When you reach the section about your health issues, they are interested in knowing how this impacts your ability to work. They cannot guess how this affects you, you need to tell them. If you simply label that you have anxiety but do not tell them about it, they cannot use that as criteria to evaluate you. If your anxiety is so severe that you cannot be around more than 2 people, or cannot stay in a building that is not your home for more than 10 minutes, then tell them exactly that- this shows them how the anxiety impacts your ability to work. Do this for each health symptom.

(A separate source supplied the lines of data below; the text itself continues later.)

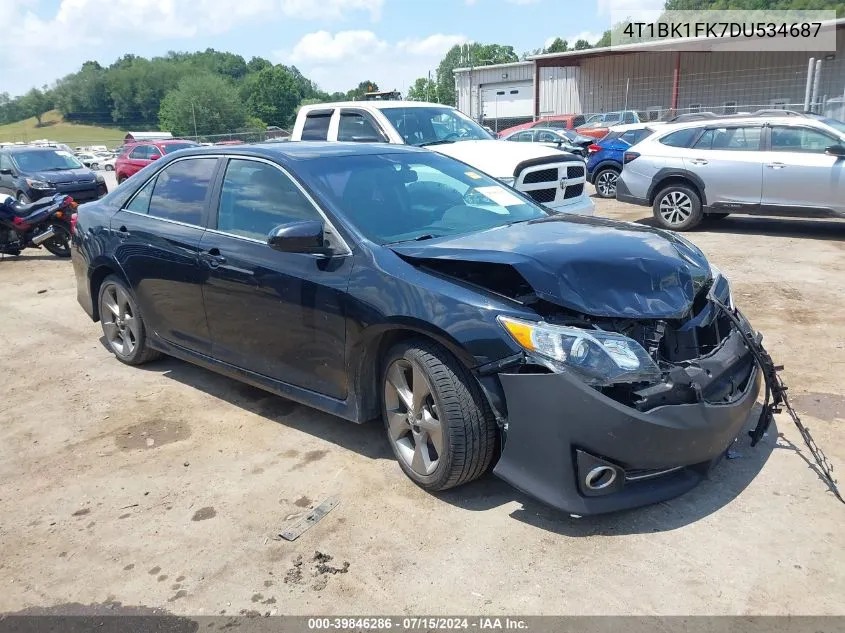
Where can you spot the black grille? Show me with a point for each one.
(543, 195)
(573, 191)
(544, 175)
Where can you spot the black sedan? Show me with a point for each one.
(590, 362)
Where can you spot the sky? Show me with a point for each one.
(337, 43)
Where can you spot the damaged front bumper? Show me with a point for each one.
(578, 450)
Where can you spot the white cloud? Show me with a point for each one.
(337, 61)
(37, 44)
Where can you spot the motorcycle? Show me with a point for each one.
(46, 222)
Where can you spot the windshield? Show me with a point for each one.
(175, 147)
(402, 197)
(431, 126)
(53, 160)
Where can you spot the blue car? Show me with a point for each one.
(605, 164)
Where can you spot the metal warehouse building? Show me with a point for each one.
(653, 77)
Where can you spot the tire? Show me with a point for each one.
(126, 339)
(452, 408)
(59, 245)
(677, 208)
(605, 182)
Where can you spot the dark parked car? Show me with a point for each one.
(587, 360)
(30, 173)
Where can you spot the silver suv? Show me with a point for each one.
(789, 166)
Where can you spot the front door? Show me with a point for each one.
(798, 175)
(277, 314)
(158, 234)
(728, 161)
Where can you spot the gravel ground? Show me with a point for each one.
(164, 486)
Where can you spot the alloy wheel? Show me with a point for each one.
(675, 207)
(412, 417)
(119, 323)
(606, 183)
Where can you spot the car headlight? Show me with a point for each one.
(597, 357)
(38, 184)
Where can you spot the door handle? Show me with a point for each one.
(213, 258)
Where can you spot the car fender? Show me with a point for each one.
(666, 173)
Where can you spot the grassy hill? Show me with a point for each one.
(56, 129)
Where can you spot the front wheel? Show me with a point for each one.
(123, 325)
(60, 244)
(606, 183)
(440, 427)
(677, 208)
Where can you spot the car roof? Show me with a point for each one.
(303, 150)
(378, 105)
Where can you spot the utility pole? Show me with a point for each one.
(194, 114)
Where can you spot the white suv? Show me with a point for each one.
(790, 166)
(551, 177)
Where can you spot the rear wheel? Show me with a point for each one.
(60, 244)
(439, 425)
(605, 181)
(123, 325)
(677, 208)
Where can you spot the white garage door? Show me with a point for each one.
(507, 100)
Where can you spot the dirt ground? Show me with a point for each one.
(165, 486)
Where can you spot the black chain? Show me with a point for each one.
(776, 400)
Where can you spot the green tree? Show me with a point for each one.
(558, 46)
(273, 95)
(205, 102)
(36, 103)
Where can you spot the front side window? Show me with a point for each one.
(404, 197)
(257, 197)
(800, 139)
(737, 139)
(180, 190)
(681, 138)
(316, 127)
(358, 128)
(434, 125)
(46, 160)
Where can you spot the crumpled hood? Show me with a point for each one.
(82, 174)
(498, 158)
(591, 265)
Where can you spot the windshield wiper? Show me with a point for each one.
(442, 141)
(419, 238)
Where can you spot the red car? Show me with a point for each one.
(558, 121)
(136, 156)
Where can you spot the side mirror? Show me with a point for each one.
(299, 237)
(836, 150)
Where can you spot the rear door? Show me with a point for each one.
(727, 160)
(798, 175)
(157, 236)
(281, 315)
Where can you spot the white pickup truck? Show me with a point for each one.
(549, 176)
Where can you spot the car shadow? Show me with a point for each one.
(727, 480)
(773, 227)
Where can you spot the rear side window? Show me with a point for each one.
(257, 197)
(180, 190)
(316, 126)
(680, 138)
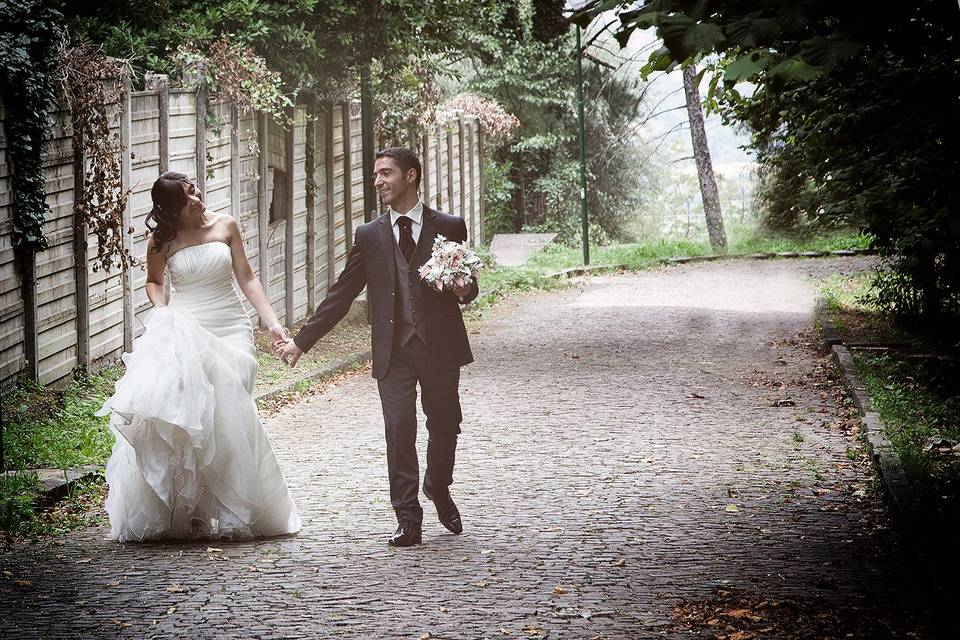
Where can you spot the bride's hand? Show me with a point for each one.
(289, 353)
(279, 335)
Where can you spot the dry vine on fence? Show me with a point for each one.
(92, 84)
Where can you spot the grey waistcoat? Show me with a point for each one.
(405, 316)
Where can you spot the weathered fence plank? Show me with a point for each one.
(59, 313)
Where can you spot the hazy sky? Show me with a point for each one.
(668, 88)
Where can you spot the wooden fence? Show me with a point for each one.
(247, 166)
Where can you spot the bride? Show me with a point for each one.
(191, 458)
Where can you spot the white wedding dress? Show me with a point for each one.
(191, 458)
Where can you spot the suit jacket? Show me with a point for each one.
(372, 264)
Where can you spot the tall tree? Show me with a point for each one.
(701, 154)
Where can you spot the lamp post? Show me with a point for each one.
(583, 156)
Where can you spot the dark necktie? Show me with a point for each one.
(407, 245)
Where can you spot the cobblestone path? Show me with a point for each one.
(632, 443)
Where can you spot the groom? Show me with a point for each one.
(418, 336)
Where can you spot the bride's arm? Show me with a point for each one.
(156, 265)
(249, 282)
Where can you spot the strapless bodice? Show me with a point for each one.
(203, 286)
(201, 265)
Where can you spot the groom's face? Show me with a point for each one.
(390, 182)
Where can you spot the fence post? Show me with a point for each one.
(480, 162)
(370, 208)
(161, 84)
(310, 160)
(472, 167)
(81, 260)
(125, 170)
(27, 262)
(425, 157)
(439, 166)
(263, 213)
(450, 171)
(328, 176)
(200, 139)
(288, 284)
(235, 177)
(347, 176)
(463, 166)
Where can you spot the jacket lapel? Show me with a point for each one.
(386, 245)
(427, 235)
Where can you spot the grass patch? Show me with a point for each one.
(638, 256)
(26, 513)
(855, 317)
(56, 428)
(919, 403)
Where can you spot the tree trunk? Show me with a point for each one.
(701, 153)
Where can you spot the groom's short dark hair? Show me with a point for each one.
(405, 159)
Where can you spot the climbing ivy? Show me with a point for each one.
(30, 42)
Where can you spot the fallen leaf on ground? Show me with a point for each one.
(742, 614)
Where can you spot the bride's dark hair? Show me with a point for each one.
(168, 201)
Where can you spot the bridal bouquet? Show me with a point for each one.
(451, 265)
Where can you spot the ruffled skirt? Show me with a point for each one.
(191, 458)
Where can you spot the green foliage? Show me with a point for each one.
(530, 71)
(29, 51)
(497, 194)
(57, 429)
(852, 118)
(23, 511)
(317, 47)
(916, 402)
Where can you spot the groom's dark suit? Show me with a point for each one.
(418, 335)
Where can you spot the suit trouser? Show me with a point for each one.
(440, 389)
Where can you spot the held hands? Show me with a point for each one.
(288, 351)
(284, 346)
(461, 292)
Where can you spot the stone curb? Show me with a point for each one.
(903, 497)
(589, 270)
(55, 483)
(352, 361)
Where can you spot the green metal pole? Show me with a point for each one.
(366, 134)
(583, 156)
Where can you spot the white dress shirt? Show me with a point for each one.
(415, 214)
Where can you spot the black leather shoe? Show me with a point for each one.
(407, 535)
(447, 511)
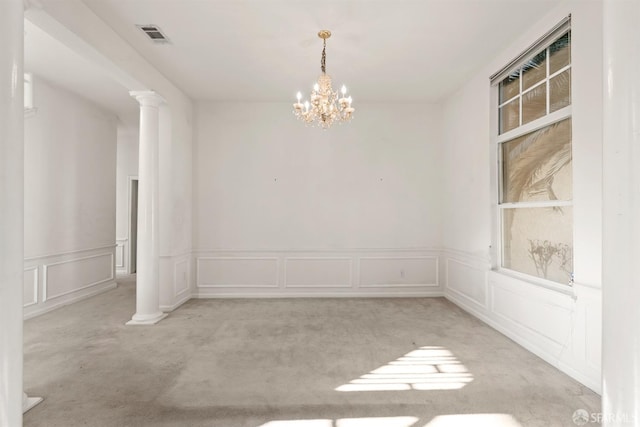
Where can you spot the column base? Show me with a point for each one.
(29, 402)
(146, 319)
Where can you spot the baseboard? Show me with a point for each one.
(416, 294)
(96, 290)
(170, 308)
(590, 382)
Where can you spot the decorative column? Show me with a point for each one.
(148, 261)
(621, 214)
(12, 399)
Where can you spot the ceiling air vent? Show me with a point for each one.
(154, 33)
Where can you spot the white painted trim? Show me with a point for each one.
(404, 285)
(35, 286)
(536, 204)
(178, 292)
(547, 356)
(170, 308)
(50, 307)
(61, 254)
(349, 285)
(179, 255)
(120, 258)
(403, 294)
(276, 259)
(484, 303)
(468, 257)
(314, 250)
(46, 297)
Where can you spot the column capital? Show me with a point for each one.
(147, 98)
(31, 4)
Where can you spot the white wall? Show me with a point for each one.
(70, 165)
(276, 193)
(563, 328)
(126, 168)
(76, 25)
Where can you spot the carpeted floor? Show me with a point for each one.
(288, 363)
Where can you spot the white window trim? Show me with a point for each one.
(497, 139)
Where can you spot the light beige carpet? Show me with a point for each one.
(288, 363)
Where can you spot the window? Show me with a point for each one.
(534, 159)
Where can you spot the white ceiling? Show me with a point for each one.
(48, 58)
(267, 50)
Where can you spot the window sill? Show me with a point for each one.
(535, 281)
(30, 112)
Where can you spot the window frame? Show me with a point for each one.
(497, 140)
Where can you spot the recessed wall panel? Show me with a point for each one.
(537, 315)
(215, 272)
(64, 277)
(318, 272)
(467, 280)
(30, 287)
(398, 271)
(181, 277)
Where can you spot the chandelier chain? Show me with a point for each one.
(325, 106)
(323, 65)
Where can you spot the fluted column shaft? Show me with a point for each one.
(147, 260)
(11, 210)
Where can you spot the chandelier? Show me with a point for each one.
(325, 107)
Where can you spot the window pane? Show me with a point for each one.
(509, 87)
(539, 242)
(560, 53)
(510, 116)
(534, 70)
(560, 91)
(534, 103)
(537, 166)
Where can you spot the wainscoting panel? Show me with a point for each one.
(181, 277)
(64, 277)
(550, 320)
(225, 272)
(175, 281)
(560, 326)
(305, 272)
(419, 271)
(30, 286)
(55, 280)
(317, 273)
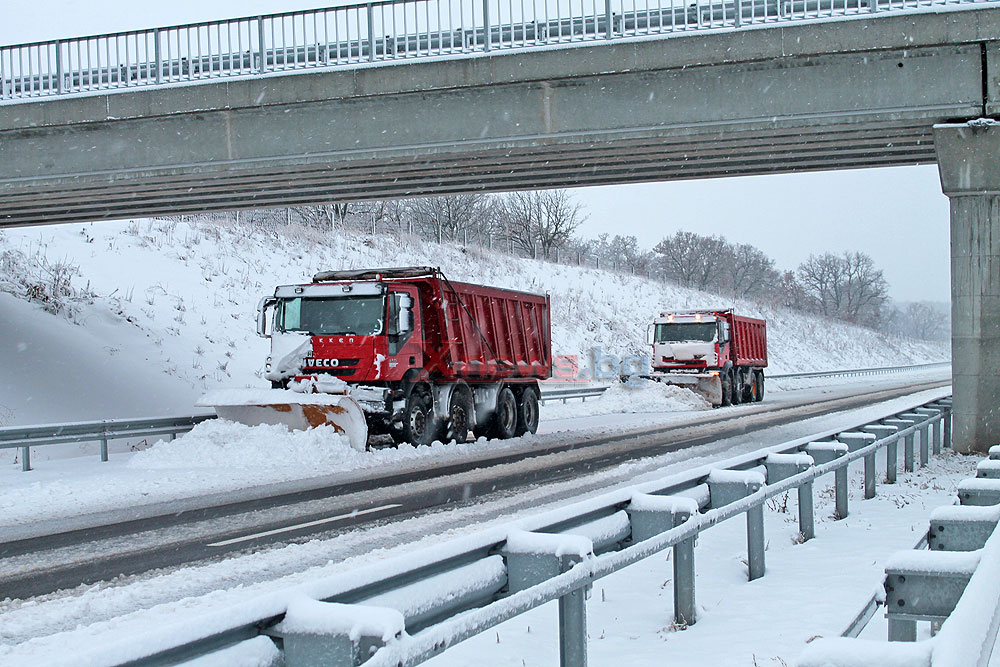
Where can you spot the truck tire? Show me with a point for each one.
(503, 422)
(527, 412)
(460, 411)
(420, 426)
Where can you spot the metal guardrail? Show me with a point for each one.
(378, 32)
(857, 371)
(26, 437)
(953, 586)
(403, 612)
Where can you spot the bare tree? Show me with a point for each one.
(693, 260)
(538, 221)
(846, 286)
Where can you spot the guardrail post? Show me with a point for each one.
(923, 434)
(650, 515)
(729, 486)
(783, 466)
(856, 441)
(824, 452)
(331, 634)
(534, 557)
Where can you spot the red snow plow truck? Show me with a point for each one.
(399, 351)
(717, 353)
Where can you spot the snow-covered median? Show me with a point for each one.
(637, 396)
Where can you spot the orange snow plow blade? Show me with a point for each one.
(297, 411)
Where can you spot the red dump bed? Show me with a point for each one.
(749, 341)
(490, 332)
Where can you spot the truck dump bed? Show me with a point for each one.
(749, 341)
(495, 333)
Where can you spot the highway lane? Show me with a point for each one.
(45, 564)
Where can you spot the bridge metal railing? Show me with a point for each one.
(26, 437)
(380, 32)
(404, 611)
(953, 586)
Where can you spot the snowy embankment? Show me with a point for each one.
(168, 311)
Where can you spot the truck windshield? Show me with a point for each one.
(683, 332)
(342, 315)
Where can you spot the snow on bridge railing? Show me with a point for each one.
(955, 585)
(405, 610)
(379, 32)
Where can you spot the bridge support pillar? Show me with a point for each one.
(969, 163)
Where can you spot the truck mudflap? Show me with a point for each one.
(295, 410)
(708, 385)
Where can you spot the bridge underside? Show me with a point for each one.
(276, 183)
(845, 94)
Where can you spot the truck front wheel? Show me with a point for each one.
(527, 413)
(419, 423)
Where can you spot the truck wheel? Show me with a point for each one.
(504, 420)
(527, 412)
(459, 415)
(727, 389)
(419, 423)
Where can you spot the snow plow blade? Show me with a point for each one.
(707, 384)
(295, 410)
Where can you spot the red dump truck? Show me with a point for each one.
(715, 352)
(421, 357)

Be as detailed as you can about how this affects your daily life and how it affects your ability to work, about each health condition. Telling them you have muscle weakness is not informative enough for them to go on- telling them you have muscle weakness that makes it impossible to lift more than 5 pounds, and your job requires you to lift 20 pounds, is an example of showing them how it affects your ability to work.
When it comes to newer diagnosis that are not widely accepted, such as Fibromyalgia, focus on each symptom and how it impacts your ability to work. Do not expect them to be educated about your illness, what symptoms are associated with it, your pain levels, etc. In fact, apply this to ANY medical diagnosis- do not assume anything, explain and detail each symptom that you have, even if you consider it to be ‘common knowledge’ that people with this condition have these symptoms.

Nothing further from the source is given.